No, (and it’s silly whenever out-of-state hacks like Jon Keeling and in-state hacks like Matt Naugle, who was apparently ready to rail against the Third Frontier ballot issue until Kasich announced his support, to require such an impossibly high standard), most voters won’t decide come November based on this story alone.? However, it’s a telling anecdote about how Kasich has traded in his position of power for his personal enrichment even before he traded in his House Budget gavel for a cushy corporate management position with Lehman Brothers.

  • Isn't the real headline here that John Kasich is a tax cheat? I mean seriously. He's only paying property taxes on $105k while others with precisely the same properties are paying taxes on $172k. I'm sure that he would at the same time lobby for new and better public services in his neighborhood as well.

    Tax cheat.

  • Bill Sloat

    Modern —

    A fine analysis of the land deal in Delaware County. I will add my two cents. John Kasich seems to have taken out a loan at some time to finance the real estate transaction and construction of his home on the 10-acres site. I assume the bank did an appraisal. If not, then Kasich would have gotten a real deal from his bankers; liar loans and the excesses we saw in the past decade had not taken hold in the 1990s. Banks still wanted to see an appraisal before sending money out the door.

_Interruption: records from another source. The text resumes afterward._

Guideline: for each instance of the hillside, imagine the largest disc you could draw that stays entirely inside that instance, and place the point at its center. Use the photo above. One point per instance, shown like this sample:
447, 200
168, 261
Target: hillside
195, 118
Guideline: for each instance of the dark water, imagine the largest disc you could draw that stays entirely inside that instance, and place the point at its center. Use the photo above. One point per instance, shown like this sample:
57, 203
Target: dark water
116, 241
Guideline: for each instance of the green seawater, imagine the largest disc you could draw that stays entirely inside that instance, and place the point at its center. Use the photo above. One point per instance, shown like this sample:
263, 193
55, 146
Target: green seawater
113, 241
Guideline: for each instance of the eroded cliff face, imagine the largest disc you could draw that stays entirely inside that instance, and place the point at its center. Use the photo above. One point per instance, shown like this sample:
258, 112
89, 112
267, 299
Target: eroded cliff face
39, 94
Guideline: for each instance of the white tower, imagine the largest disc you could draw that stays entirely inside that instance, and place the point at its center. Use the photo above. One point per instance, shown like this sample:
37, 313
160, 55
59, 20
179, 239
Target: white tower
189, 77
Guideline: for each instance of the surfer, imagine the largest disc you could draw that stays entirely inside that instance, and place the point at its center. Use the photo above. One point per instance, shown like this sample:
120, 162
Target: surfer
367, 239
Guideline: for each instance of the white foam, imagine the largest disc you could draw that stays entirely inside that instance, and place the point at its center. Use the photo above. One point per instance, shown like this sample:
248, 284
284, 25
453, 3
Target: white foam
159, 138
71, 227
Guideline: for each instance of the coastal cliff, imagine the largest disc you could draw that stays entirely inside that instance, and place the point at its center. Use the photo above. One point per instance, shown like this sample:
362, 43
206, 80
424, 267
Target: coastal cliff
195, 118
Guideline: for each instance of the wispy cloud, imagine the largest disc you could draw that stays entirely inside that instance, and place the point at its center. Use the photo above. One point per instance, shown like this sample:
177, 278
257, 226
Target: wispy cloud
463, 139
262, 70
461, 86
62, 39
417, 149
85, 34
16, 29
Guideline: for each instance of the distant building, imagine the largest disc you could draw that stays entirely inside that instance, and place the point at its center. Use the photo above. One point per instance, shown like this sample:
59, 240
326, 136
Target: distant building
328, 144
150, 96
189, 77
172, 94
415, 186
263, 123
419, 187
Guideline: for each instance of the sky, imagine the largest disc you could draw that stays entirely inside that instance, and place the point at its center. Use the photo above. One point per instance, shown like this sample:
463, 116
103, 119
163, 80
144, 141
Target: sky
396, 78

    If he had a mortgage, there was a valuation put on the land. We know that Delaware County said it was worth $172,000. We don't know yet what the bank was told it was worth. We know that Kasich claims it was bad land and he paid $105,000 for 10 acres. Hopefully, the Columbus Dispatch will follow The Plain Dealer's reporting on the land deal and ask some new questions. I would be looking for a bank appraisal. If there isn't one: HOLY COW!!!! If there is one: What does it say? If there is no loan and mortgage: Where did Kasich get the cash to buy the land and build the home?

  • modernesquire

    Well, I'd assume that the only problem Kasich would have had with a loan appraisal would only be if the bank's appraisal showed that he paid too MUCH for the property. If the bank concluded, as most of us have, that he paid too little, then it likely increased his chances of getting the funding approved to construct the house and the sewer line connection.

    As an attorney who has handled a few matters in front of my local county's Board of Revision, I'm a little “impressed” that Kasich was successful in getting his valuation lowered on the evidence he had. I think a reporter who asked a number of attorneys who handle such matters see it succeed solely on the contractual price.

    And I'd review that transcript of that hearing carefully to see if the attorney fully disclosed the relationships between the party as much as they did in the PD article.

    I got a feeling that the transcript is going to portray the parties at more of an arms length than they actually were.

    There should have been a mortgage recorded in the County Recorder's office if he financed the home. Can't imagine he'd finance it without it being subject to a mortgage.